Berdasarkan data statistik dari BKPM tersebut terlihat bahwa dari rentang 2010 sampai dengan 2015 terjadi peningkatan yg cukup signifikan dari sisi penanaman modal asing dan dalam negeri. Jadi berdasarkan “data” tersebut bolehlah diaktakan mungkin atau barangkali korupsi bukanlah “faktor penghambat kemudahan berusaha di Indonesia”.
Secara pribadi saya tidak pula menyangsikan data CPI dari TI mapun data realisasi investasi dari BPKM. Dalam pada itu sepatutnya kita harus mencurigai atau mungkin lebih halusnya “mewaspadai” terhadap investor “yang bersedia” menanamkan modalnya dinegara yang masih terbelit dengan korupsi yang sangat akut.
Terkait hal tersebut diatas, saya sependapat dengan pensiunan analis Departemen Pertahanan AS,  Franklin "Chuck" Spinney. Dalam sebuah artikel di sindonews.com yang berjudul “mesin roket besar AS-Ukraina dinilai jadi formula untuk bencana”Spinney mengatakan bahwa “Sebuah upaya bersama Amerika Serikat (AS) dan Ukraina untuk membuat mesin roket besar guna menggantikan mesin roket Rusia dinilai akan menjadi formula untuk bencana. Alasannya, Ukraina masih mengalami masalah besar soal korupsi. Lebih lanjut Ia mengatakan “jika proyek itu tetap nekat dijalankan bersama maka ke depannya akan menghadapi masalah besar.

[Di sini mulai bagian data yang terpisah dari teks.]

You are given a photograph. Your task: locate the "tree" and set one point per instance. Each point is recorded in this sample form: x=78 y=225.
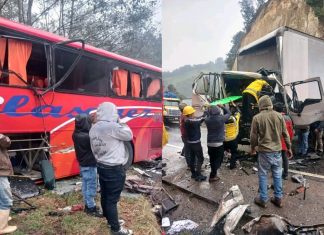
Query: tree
x=122 y=26
x=247 y=11
x=231 y=55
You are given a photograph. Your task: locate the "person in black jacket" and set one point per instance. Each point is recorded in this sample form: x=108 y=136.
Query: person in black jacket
x=87 y=162
x=215 y=123
x=192 y=128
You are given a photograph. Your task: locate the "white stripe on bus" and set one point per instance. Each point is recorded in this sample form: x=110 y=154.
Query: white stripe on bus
x=93 y=111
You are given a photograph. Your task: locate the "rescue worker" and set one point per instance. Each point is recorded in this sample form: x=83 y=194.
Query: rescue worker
x=185 y=150
x=266 y=131
x=87 y=162
x=279 y=107
x=215 y=122
x=192 y=128
x=251 y=97
x=5 y=190
x=231 y=134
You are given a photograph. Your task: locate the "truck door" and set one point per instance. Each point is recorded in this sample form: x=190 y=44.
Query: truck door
x=206 y=89
x=307 y=102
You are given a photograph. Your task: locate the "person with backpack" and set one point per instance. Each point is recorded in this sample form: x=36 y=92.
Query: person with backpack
x=215 y=122
x=87 y=163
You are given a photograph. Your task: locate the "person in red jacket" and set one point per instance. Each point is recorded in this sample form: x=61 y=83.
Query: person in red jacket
x=279 y=107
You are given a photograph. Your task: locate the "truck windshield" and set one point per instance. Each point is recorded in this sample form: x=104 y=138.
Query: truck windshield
x=171 y=103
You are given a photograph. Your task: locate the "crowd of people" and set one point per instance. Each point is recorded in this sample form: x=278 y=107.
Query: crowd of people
x=271 y=134
x=99 y=146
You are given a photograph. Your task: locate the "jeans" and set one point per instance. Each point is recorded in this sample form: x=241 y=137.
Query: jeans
x=232 y=146
x=216 y=156
x=112 y=180
x=285 y=163
x=196 y=158
x=89 y=185
x=302 y=141
x=186 y=151
x=270 y=161
x=5 y=193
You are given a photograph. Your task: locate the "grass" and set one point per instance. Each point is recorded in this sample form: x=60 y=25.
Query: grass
x=135 y=211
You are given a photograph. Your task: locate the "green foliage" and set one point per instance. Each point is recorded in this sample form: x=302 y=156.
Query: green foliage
x=231 y=55
x=183 y=77
x=318 y=7
x=247 y=11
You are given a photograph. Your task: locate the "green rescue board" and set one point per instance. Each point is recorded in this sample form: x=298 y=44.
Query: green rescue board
x=226 y=100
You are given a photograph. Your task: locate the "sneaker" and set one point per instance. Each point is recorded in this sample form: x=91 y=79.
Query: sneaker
x=93 y=211
x=122 y=231
x=213 y=179
x=260 y=202
x=200 y=178
x=277 y=202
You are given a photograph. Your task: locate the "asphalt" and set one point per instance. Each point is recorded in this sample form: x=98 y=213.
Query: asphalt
x=207 y=195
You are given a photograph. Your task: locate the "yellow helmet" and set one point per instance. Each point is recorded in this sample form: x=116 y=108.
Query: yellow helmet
x=188 y=110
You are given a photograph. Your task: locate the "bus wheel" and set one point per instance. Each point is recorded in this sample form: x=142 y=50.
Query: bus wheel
x=130 y=154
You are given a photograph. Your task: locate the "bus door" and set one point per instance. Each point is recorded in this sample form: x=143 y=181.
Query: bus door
x=306 y=105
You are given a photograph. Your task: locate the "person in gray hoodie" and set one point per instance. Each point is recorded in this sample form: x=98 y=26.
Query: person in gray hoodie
x=107 y=137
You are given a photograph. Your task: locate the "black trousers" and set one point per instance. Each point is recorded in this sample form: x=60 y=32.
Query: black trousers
x=285 y=163
x=247 y=112
x=216 y=155
x=196 y=157
x=112 y=180
x=232 y=146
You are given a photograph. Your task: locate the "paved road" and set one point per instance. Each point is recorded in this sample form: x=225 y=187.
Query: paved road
x=297 y=210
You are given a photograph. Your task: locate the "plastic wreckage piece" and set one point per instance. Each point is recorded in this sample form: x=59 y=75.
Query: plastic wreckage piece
x=226 y=206
x=233 y=218
x=274 y=224
x=182 y=225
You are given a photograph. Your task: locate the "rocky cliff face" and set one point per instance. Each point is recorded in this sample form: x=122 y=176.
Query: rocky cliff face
x=295 y=14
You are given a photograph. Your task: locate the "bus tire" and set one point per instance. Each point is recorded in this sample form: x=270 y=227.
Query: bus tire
x=130 y=154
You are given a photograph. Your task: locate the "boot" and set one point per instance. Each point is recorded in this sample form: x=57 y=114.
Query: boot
x=4 y=228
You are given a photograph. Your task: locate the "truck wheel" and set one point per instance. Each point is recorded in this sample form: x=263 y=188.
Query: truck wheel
x=130 y=154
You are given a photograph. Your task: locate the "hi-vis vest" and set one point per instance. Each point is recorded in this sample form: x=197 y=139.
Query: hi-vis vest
x=232 y=128
x=255 y=87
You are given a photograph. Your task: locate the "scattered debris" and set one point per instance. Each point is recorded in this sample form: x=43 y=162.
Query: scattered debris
x=267 y=224
x=226 y=206
x=297 y=178
x=182 y=225
x=233 y=218
x=274 y=224
x=168 y=203
x=165 y=222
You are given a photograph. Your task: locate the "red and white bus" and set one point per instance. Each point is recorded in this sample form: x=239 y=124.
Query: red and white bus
x=46 y=80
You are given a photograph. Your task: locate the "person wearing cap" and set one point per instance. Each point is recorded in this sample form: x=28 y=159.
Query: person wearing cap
x=267 y=128
x=5 y=190
x=192 y=128
x=250 y=97
x=185 y=150
x=215 y=122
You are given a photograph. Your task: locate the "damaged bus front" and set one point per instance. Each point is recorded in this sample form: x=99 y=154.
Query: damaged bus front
x=294 y=63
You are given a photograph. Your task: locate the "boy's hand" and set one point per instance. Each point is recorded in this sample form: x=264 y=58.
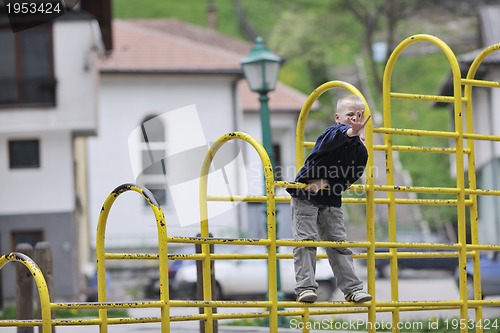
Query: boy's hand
x=357 y=123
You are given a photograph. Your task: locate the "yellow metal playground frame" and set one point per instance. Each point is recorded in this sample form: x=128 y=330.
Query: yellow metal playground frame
x=273 y=308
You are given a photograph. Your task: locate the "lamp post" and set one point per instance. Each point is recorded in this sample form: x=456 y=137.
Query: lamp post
x=261 y=68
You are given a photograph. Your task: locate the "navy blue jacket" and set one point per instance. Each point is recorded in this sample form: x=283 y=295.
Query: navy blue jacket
x=336 y=157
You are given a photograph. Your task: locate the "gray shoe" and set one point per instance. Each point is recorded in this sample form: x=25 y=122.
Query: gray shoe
x=358 y=296
x=308 y=296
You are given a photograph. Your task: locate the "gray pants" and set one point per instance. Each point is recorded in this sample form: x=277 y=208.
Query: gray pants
x=310 y=222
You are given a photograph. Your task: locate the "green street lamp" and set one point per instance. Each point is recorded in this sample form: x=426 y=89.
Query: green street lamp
x=261 y=68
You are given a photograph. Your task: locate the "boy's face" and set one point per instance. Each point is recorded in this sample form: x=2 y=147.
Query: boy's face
x=346 y=117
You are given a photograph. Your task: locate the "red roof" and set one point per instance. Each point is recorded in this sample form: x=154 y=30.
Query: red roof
x=171 y=46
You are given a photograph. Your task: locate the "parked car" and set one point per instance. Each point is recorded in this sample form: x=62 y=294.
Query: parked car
x=490 y=275
x=248 y=277
x=438 y=263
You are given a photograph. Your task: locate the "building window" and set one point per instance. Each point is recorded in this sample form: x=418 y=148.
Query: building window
x=24 y=154
x=26 y=69
x=30 y=237
x=153 y=153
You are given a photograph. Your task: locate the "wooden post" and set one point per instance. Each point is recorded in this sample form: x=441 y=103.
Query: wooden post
x=24 y=289
x=43 y=258
x=199 y=285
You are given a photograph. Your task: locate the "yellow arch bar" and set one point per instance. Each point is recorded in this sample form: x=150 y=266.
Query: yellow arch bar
x=162 y=252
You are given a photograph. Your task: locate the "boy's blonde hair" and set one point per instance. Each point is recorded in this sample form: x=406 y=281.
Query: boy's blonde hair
x=350 y=102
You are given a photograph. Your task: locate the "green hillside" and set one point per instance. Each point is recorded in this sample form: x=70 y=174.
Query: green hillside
x=306 y=31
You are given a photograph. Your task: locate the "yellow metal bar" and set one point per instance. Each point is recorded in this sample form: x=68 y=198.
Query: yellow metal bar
x=162 y=253
x=483 y=137
x=41 y=285
x=469 y=81
x=271 y=224
x=458 y=135
x=437 y=150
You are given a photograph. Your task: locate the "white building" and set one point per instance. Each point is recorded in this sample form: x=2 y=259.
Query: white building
x=48 y=103
x=157 y=68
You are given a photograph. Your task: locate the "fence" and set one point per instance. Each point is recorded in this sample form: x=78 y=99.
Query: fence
x=273 y=308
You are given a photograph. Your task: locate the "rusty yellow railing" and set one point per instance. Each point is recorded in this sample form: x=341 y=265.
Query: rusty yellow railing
x=462 y=195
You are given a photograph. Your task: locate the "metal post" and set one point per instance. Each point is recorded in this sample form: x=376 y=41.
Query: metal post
x=43 y=257
x=24 y=289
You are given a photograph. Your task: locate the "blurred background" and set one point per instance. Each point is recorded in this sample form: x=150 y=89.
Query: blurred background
x=74 y=90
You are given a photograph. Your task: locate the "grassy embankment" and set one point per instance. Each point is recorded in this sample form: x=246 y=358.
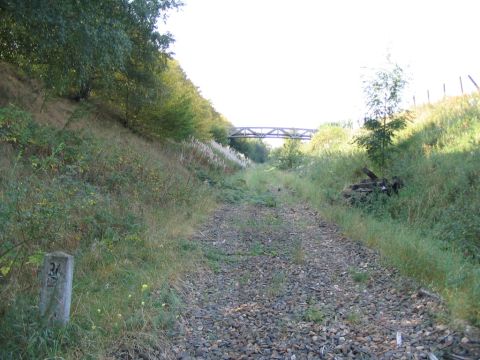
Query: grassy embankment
x=123 y=206
x=431 y=231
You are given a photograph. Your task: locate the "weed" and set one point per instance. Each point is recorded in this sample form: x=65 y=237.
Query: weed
x=277 y=284
x=353 y=317
x=298 y=254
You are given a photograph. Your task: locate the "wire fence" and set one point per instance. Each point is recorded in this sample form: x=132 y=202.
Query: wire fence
x=463 y=85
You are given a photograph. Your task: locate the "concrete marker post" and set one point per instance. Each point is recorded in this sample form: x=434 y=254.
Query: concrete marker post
x=56 y=293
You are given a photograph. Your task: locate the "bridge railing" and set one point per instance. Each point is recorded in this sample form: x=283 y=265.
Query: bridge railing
x=257 y=132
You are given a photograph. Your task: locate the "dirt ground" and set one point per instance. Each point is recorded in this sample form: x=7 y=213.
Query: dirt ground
x=284 y=284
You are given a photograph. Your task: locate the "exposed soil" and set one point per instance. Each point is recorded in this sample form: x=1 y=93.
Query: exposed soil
x=285 y=284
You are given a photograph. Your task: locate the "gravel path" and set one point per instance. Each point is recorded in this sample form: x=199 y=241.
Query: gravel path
x=285 y=284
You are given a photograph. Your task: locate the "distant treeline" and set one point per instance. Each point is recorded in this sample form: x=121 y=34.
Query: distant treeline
x=110 y=50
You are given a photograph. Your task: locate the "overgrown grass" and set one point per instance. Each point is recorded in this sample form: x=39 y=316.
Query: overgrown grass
x=123 y=209
x=431 y=231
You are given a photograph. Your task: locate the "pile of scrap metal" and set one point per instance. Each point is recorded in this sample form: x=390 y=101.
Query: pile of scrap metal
x=360 y=192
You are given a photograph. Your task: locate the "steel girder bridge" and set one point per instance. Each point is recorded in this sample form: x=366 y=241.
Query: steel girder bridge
x=271 y=133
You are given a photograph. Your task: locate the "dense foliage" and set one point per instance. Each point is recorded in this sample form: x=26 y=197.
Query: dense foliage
x=384 y=116
x=121 y=205
x=254 y=149
x=113 y=51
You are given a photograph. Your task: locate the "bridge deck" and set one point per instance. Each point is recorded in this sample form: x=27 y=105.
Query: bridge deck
x=257 y=132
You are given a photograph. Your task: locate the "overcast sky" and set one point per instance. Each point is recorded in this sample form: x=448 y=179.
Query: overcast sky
x=300 y=63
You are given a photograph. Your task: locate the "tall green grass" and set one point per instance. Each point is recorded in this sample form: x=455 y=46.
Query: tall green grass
x=431 y=230
x=124 y=207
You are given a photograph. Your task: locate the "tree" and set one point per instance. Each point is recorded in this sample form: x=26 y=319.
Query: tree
x=384 y=116
x=75 y=45
x=289 y=156
x=254 y=149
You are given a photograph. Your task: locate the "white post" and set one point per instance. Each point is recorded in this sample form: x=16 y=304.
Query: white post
x=56 y=294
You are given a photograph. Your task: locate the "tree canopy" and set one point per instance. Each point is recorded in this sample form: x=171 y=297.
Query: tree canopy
x=113 y=50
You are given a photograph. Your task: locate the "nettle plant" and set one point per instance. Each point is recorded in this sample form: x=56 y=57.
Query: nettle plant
x=384 y=115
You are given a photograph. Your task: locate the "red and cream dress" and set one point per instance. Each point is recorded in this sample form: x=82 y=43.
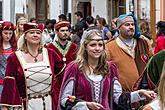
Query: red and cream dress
x=38 y=78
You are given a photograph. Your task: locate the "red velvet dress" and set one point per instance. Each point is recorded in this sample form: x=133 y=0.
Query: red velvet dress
x=70 y=55
x=15 y=91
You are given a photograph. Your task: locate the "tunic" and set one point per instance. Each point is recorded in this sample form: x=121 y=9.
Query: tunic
x=3 y=60
x=66 y=56
x=16 y=85
x=130 y=63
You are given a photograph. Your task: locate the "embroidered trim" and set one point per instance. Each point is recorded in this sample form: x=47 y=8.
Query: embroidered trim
x=10 y=105
x=9 y=77
x=63 y=52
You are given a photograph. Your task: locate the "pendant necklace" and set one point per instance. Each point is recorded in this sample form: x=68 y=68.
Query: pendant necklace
x=35 y=57
x=94 y=69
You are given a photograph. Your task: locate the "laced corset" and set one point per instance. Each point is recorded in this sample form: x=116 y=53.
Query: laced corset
x=38 y=77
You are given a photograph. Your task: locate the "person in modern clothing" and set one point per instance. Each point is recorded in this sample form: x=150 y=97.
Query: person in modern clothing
x=8 y=45
x=91 y=82
x=160 y=37
x=30 y=71
x=65 y=49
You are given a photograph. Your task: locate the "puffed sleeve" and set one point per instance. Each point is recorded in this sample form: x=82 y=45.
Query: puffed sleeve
x=10 y=96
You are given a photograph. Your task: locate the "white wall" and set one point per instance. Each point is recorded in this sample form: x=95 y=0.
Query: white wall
x=99 y=7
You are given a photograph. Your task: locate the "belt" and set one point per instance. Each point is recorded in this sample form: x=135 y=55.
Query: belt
x=38 y=96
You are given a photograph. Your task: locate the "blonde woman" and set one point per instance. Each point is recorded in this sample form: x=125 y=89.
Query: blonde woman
x=158 y=103
x=20 y=22
x=88 y=82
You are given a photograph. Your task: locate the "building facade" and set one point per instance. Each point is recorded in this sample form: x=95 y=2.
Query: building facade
x=151 y=10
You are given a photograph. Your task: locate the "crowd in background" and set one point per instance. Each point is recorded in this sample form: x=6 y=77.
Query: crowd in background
x=90 y=65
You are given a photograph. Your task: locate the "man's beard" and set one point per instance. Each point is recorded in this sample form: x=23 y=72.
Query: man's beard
x=128 y=34
x=63 y=38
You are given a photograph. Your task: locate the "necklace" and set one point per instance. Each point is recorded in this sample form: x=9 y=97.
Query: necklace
x=35 y=57
x=130 y=45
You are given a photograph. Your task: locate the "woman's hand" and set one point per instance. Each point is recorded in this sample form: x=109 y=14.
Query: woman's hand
x=148 y=94
x=94 y=106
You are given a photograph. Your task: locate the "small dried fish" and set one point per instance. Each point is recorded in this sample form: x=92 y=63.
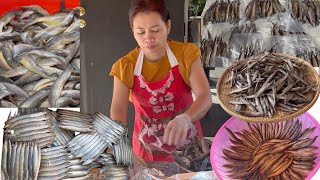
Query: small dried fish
x=271 y=84
x=278 y=153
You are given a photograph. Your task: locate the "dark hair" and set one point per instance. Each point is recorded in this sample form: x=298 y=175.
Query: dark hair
x=158 y=6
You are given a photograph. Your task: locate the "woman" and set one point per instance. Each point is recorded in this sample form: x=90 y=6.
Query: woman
x=159 y=75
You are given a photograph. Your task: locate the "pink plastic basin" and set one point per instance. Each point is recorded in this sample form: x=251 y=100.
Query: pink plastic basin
x=221 y=141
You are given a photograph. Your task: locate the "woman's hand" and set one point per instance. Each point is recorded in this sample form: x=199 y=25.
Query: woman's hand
x=177 y=130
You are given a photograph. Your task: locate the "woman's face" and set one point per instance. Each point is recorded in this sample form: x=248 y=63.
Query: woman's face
x=151 y=33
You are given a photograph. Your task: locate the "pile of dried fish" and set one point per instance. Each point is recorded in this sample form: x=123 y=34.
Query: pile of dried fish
x=39 y=58
x=53 y=163
x=211 y=49
x=278 y=30
x=76 y=170
x=195 y=156
x=223 y=11
x=47 y=151
x=250 y=50
x=244 y=29
x=310 y=55
x=267 y=83
x=281 y=150
x=257 y=9
x=20 y=160
x=307 y=11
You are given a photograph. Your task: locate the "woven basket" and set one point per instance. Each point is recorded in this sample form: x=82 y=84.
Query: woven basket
x=224 y=89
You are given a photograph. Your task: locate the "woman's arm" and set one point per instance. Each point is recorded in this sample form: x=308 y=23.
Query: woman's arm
x=120 y=101
x=200 y=87
x=176 y=130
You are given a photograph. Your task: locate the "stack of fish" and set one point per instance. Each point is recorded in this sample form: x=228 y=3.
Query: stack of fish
x=257 y=9
x=76 y=170
x=53 y=163
x=111 y=168
x=312 y=56
x=267 y=83
x=278 y=30
x=122 y=151
x=34 y=127
x=282 y=150
x=307 y=11
x=88 y=146
x=250 y=50
x=47 y=151
x=74 y=121
x=39 y=58
x=223 y=11
x=20 y=160
x=62 y=136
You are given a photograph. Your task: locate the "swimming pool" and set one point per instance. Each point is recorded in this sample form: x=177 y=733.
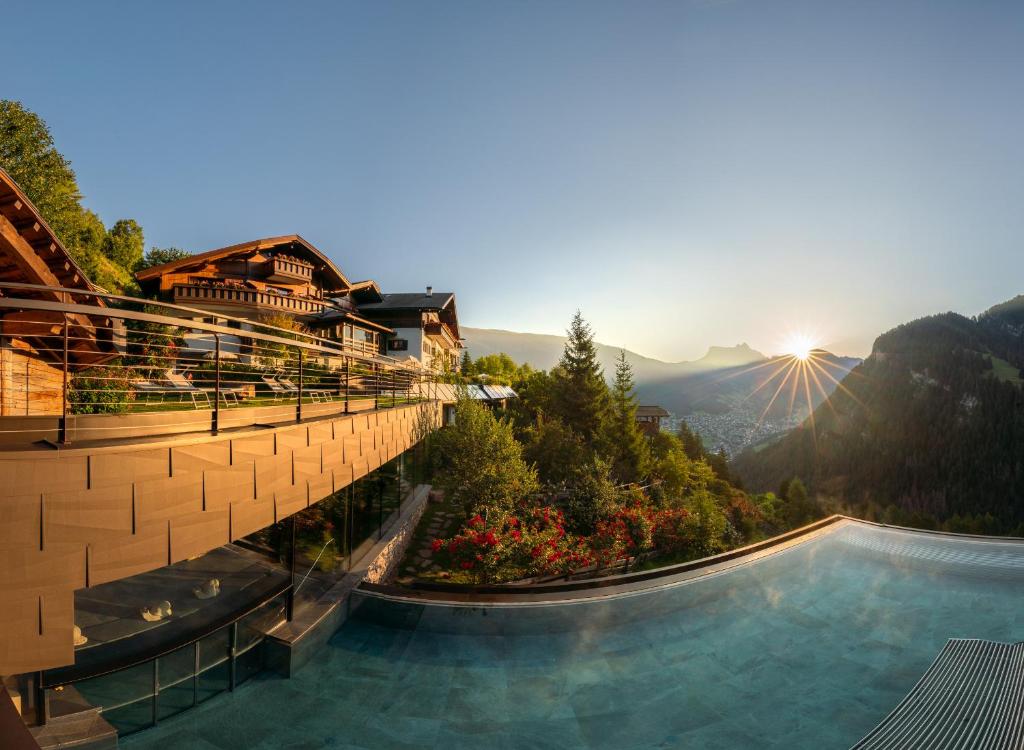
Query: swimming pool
x=808 y=648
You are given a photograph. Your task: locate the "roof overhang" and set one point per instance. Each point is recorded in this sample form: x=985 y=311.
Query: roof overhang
x=295 y=243
x=32 y=252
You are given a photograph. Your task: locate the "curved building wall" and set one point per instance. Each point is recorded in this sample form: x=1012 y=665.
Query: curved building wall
x=82 y=516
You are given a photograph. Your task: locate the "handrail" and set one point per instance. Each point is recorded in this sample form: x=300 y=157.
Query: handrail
x=152 y=363
x=167 y=320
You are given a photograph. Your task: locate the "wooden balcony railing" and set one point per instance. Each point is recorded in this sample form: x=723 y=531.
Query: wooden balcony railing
x=286 y=268
x=199 y=293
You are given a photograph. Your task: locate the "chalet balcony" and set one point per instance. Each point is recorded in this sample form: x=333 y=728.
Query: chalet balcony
x=190 y=294
x=287 y=269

Dari sudut pandang manajemen program, berdasarkan pengalaman saya di Departemen Pertahanan, bekerjasama dengan pihak korup—dan mungkin tidak kompeten—antara Ukraina dengan kontraktor pertahanan AS, adalah ruang formula untuk bencana anggaran, jadwal, kinerja,” .
Apa yang diungkapkan Spinney tentunya sangat rasional bagi saya, tetapi entah menurut anda? Apakah kita cukup waras ingin berdagang dengan begundal? Jika iya maka konsekuensi segala kecurangan dan tipu muslihatnya siap kita tanggung sendiri atau mungkin jika anda ingin berdagang dengan begundal tentu “ada maksud tersembunyi” dibalik “kerelaan” anda untuk berdagang dengan begundal.